Experimental measurement-device-independent quantum key distribution

TL;DR

This paper demonstrates a practical measurement-device-independent quantum key distribution system that achieves secure communication over 50 km fiber, immune to detection attacks and source imperfections, advancing quantum cryptography towards real-world application.

Contribution

Developed a high-efficiency, low-noise up-conversion single-photon detector integrated into an MDI-QKD system, ensuring security against detection and source attacks in practical settings.

Findings

Generated over 25 kbit secure key over 50 km fiber

Implemented decoy-state method to counter source attacks

Achieved immunity to detection hacking strategies

Abstract

Throughout history, every advance in encryption has been defeated by advances in hacking with severe consequences. Quantum cryptography holds the promise to end this battle by offering unconditional security when ideal single-photon sources and detectors are employed.
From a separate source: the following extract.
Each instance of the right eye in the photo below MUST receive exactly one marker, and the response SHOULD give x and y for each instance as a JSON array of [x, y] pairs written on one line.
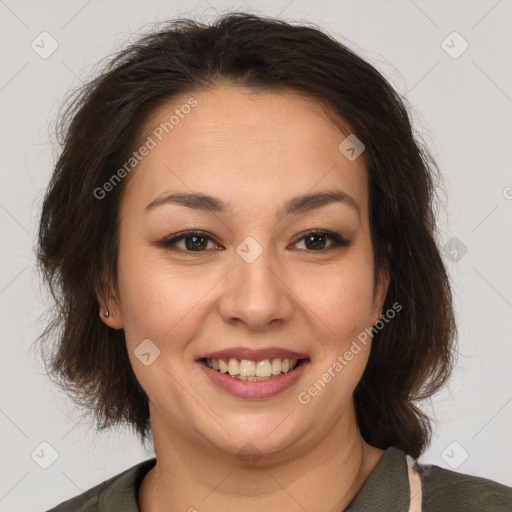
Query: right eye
[[194, 241]]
Unfortunately, ideal devices never exist in practice and device imperfections have become the targets of various attacks. By developing up-conversion single-photon detectors with high efficiency and low noise, we build up a measurement-device-independent quantum key distribution (MDI-QKD) system, which is immune to all hacking strategies on detection. Meanwhile, we employ the decoy-state method to defeat attacks on non-ideal source. By closing the loopholes in both source and detection, our practical system, which generates more than 25 kbit secure key over a 50-km fiber link, provides an ultimate solution for communication security.